The RNA it’s just a sign that the virus was present in a place. That, according to Goldman’s explanations, means that the RNA in the cell phone is from another person, or that that person has transferred it without even being infected.
Another possible scenario that Goldman sees possible is that a person no longer has the virus, but traces of the virus, the RNA, are still on the surface of their cell phone. In this case, for example, the PoST could generate a false positive.
For reasons like these, the PoST “should not be considered a substitute of the nasal swab or saliva test, “insists Goldman.
“If the phone test is positive, then a conventional test should be done to check“.

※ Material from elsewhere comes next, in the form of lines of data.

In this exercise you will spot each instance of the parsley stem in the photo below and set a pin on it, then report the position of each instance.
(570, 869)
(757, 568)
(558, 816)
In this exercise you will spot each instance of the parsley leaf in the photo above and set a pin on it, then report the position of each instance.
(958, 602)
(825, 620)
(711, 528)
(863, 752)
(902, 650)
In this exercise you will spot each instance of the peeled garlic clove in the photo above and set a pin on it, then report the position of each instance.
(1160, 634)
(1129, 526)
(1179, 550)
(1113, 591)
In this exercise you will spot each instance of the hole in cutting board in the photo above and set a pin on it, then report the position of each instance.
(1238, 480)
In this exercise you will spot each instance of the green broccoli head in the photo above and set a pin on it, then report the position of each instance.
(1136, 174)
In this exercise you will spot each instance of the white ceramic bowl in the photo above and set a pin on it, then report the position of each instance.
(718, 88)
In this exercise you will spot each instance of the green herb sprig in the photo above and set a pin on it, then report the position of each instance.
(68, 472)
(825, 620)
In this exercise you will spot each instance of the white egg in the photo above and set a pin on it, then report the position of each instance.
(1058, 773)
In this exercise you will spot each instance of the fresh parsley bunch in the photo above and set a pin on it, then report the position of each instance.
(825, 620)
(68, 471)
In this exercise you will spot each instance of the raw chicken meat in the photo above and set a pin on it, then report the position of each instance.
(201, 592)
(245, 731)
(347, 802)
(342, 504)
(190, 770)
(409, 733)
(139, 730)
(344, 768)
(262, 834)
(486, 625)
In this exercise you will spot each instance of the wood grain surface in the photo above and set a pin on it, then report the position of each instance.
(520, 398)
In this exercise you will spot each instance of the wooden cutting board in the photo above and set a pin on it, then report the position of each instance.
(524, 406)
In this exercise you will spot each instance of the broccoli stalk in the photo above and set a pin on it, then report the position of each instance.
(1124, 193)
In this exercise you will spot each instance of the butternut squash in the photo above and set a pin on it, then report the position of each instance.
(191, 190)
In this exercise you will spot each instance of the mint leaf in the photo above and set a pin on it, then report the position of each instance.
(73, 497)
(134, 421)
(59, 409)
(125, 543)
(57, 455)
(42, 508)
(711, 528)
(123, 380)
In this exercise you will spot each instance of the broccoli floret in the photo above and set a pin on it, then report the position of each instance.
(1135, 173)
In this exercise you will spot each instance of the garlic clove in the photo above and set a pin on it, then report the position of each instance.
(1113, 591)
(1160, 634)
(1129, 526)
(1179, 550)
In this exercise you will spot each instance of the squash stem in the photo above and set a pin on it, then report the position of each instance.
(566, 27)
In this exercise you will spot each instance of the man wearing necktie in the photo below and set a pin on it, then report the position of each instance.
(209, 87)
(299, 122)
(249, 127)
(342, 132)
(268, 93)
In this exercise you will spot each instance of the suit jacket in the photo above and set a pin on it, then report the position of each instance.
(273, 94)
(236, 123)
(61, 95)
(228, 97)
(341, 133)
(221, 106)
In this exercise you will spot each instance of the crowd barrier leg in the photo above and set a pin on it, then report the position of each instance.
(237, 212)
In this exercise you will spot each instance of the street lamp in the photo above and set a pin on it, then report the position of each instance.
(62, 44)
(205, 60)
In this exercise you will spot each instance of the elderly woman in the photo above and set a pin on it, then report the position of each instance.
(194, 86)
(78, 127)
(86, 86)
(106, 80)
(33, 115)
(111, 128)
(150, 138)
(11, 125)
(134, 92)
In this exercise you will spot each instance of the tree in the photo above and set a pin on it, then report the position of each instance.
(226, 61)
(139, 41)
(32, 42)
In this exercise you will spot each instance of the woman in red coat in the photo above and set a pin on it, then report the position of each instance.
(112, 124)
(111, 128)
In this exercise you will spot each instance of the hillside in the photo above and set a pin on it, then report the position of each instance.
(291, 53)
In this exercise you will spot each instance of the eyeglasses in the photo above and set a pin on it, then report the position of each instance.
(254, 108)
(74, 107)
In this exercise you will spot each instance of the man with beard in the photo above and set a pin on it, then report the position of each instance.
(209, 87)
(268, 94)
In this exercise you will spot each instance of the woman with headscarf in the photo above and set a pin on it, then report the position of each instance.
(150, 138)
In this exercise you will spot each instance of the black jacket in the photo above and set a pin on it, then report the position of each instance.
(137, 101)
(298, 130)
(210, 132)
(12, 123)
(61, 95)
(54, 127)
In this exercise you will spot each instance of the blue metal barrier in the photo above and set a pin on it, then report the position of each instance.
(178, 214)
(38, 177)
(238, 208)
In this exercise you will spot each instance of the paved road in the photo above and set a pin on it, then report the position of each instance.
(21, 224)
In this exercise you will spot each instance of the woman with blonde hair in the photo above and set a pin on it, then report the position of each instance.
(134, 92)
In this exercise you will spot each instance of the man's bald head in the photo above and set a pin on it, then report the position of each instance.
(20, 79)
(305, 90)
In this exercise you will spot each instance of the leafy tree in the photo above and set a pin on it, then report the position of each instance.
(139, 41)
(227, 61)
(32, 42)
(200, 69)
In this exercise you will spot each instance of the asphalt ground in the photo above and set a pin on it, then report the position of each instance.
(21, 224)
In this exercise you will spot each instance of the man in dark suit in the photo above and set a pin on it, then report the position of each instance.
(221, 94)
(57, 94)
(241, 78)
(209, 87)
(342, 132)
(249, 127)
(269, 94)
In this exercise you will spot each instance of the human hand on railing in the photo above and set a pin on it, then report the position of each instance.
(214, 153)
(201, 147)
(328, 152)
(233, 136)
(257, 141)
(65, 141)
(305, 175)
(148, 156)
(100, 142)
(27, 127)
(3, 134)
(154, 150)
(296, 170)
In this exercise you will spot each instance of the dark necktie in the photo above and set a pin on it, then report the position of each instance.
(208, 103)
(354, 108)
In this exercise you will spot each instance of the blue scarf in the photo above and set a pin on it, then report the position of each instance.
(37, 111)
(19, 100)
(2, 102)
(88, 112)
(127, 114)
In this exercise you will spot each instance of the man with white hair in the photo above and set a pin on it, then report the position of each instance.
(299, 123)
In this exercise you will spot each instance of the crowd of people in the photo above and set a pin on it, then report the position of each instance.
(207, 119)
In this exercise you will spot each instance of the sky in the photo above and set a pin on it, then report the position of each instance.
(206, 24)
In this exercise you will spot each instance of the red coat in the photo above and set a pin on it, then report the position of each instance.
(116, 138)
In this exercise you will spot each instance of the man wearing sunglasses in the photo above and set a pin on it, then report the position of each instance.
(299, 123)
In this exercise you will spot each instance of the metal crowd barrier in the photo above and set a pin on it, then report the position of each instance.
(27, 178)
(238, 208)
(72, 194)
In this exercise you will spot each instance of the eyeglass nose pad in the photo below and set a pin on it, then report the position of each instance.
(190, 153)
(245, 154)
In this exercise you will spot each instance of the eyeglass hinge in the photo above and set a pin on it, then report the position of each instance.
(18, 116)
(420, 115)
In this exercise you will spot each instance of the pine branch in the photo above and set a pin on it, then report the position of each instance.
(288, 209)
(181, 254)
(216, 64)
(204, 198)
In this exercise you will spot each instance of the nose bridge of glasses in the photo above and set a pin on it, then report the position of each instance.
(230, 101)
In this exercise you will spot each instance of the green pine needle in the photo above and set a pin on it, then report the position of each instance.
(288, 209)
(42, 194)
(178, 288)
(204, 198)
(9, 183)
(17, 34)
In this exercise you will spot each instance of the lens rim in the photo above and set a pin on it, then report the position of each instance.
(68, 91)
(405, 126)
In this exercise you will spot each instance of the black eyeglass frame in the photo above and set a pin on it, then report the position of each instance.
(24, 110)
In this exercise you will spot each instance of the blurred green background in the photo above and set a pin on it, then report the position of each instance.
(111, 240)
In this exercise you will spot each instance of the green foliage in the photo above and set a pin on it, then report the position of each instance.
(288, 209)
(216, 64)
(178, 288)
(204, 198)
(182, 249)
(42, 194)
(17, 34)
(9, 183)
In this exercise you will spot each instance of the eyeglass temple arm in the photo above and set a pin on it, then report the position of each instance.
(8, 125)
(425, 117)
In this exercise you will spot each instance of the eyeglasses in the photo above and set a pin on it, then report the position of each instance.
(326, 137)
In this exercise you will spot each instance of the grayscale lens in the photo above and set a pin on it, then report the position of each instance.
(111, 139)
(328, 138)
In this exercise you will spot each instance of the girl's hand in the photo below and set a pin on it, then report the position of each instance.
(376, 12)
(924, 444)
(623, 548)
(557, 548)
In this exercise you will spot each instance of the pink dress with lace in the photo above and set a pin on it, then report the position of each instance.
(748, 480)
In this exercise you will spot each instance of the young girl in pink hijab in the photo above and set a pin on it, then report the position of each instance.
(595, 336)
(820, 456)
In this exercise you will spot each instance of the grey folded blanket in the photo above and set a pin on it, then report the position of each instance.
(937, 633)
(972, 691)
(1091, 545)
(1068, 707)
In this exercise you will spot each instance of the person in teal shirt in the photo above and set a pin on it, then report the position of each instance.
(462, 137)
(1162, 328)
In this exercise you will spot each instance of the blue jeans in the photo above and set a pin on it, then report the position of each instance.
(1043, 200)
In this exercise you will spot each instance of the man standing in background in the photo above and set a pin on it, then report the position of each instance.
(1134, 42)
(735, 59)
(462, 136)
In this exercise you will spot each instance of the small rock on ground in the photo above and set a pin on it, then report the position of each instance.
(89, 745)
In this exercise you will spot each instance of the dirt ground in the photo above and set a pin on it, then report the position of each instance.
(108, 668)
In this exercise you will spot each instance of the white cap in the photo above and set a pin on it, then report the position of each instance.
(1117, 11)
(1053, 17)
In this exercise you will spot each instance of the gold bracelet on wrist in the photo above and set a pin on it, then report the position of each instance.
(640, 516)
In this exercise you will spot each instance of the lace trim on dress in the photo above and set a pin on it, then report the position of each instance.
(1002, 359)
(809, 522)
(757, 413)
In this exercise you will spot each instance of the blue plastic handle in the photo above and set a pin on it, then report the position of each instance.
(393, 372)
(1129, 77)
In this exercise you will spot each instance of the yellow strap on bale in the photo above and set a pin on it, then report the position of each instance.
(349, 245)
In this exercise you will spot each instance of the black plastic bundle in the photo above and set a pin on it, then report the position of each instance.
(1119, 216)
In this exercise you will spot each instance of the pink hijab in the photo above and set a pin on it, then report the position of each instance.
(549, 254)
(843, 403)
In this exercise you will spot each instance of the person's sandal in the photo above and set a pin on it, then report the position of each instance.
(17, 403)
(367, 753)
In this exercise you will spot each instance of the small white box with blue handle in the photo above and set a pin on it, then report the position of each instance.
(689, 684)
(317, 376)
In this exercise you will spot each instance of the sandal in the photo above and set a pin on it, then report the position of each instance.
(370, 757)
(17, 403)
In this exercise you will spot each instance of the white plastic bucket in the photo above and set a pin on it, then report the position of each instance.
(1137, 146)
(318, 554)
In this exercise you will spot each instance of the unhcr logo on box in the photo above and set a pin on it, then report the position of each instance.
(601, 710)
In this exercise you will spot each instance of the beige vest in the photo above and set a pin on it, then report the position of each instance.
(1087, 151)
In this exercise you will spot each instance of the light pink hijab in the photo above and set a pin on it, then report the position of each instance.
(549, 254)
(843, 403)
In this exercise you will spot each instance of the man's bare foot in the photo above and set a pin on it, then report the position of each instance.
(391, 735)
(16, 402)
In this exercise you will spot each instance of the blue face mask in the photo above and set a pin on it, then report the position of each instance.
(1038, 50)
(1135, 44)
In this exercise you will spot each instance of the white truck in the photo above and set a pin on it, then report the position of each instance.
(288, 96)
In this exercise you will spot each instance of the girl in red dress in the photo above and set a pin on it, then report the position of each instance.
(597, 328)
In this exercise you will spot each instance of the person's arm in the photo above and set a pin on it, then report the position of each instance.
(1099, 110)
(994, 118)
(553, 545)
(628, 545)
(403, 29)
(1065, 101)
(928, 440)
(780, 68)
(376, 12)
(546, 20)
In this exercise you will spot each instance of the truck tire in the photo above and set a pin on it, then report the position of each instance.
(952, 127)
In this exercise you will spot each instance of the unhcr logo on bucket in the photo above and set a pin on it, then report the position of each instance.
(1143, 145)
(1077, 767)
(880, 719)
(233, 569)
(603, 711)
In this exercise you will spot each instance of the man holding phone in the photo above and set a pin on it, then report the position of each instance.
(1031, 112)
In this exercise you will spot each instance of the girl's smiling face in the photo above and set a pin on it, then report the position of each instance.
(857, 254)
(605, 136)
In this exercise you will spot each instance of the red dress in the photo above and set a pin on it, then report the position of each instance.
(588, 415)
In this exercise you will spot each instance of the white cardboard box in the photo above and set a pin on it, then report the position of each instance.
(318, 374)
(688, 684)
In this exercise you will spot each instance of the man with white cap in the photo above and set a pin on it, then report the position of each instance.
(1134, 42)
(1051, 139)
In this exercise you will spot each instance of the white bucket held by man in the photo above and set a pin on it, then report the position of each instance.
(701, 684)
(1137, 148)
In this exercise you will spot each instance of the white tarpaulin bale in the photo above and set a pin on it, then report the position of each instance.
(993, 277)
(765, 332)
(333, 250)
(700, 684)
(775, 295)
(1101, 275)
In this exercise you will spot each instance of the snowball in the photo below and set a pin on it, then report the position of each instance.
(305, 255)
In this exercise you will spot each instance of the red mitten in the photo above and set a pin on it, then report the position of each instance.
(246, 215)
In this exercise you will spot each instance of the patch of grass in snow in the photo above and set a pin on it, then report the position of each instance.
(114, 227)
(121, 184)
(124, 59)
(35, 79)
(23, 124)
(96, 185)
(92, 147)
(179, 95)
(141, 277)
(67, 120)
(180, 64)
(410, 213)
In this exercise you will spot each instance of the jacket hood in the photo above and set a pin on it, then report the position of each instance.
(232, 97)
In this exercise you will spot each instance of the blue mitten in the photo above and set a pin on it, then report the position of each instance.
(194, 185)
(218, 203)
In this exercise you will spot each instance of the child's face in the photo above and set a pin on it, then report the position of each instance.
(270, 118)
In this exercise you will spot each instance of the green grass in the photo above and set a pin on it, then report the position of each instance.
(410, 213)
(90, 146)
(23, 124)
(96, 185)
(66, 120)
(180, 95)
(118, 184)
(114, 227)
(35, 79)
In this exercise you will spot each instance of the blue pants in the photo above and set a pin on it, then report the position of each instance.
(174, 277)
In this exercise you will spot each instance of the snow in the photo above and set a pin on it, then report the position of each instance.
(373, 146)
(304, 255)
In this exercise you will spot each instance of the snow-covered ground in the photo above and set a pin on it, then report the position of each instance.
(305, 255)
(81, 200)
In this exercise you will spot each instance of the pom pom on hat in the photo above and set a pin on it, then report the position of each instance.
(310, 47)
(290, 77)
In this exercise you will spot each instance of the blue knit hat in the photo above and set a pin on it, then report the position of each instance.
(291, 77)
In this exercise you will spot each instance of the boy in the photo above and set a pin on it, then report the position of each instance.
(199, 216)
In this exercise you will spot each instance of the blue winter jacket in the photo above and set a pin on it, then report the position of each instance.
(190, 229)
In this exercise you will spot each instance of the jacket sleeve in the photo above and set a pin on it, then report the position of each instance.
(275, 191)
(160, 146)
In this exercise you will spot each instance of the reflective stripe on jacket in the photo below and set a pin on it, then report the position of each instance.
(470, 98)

A similar view is held by Rosanna Peeling, Professor of Diagnostic Research at the UK School of Hygiene and Tropical Medicine.
Some experts warn that there could be several reasons to explain why there are traces of the virus on a surface such as a cell phone. (Photo: .)
“What about people who don’t talk to the phone close to his mouth? Many people use it with hearing aids while they have a cell phone in their pocket ”, asks Peeling during the interview with BBC Mundo.
“There’s a lot possible explanations to a result obtained by taking samples from a phone… it depends on how the person uses the phone, who has been in contact with the device, someone else may have taken it or coughed on it ”.
Although it is not documented in the study, Young affirms that the results of his tests show that the probability of third parties contaminating the cell phone of the person taking the test It is low.
“We concluded this because we were able to test entire families who live together and sometimes exchange cell phones, ”he says.
“In these families, only the person who also tested positive by nasopharyngeal PCR gave a positive PoST test.”
Young’s interpretation is that for a sample to score positive, it must accumulate enough quantity on the screen to be detected, that is, that other person should use the cell phone more frequently to deposit traces of the virus that are detectable.
Young, however, cautions that they need a larger number of cases in order to have a more accurate conclusion.
The creators of the PoSt trust that applying it in a massive way will help to return to normality. (Photo: .)
On the other hand, the study showed that although people clean the cell phone Before testing, the PoST result is not affected.
“The liquids that people use to clean their cell phones destroy the virus, but the corpse is left there, and that is what we detect ”, he says.
The PoST method is already being used in some companies and schools in Chile, as part of an active search service for people who are infected but do not show symptoms.
According to Young, this strategy is a way to maintain continuity of operations of these institutions and avoid outbreaks.
The researcher explains that he is in talks with the health authorities to define the regulatory framework that covers them and apply the tests massively.
At this point, Peeling mentions that the logistics of massively implementing PoST can be challenging.
“It’s like adding another layer”says the expert, referring to the fact that in many places it is not easy to install traditional PCR test points, as well as adding the PoST prediagnostic test point.
In any case, Young mentions, for example, the possibility of make machines that are located in different parts of the cities, where each person can enter their telephone number and receive the results via text message.
“The important thing is to implement it on a large scale as soon as possible since it could help a lot to stop the pandemic so that we can return to a normal life “Young concludes.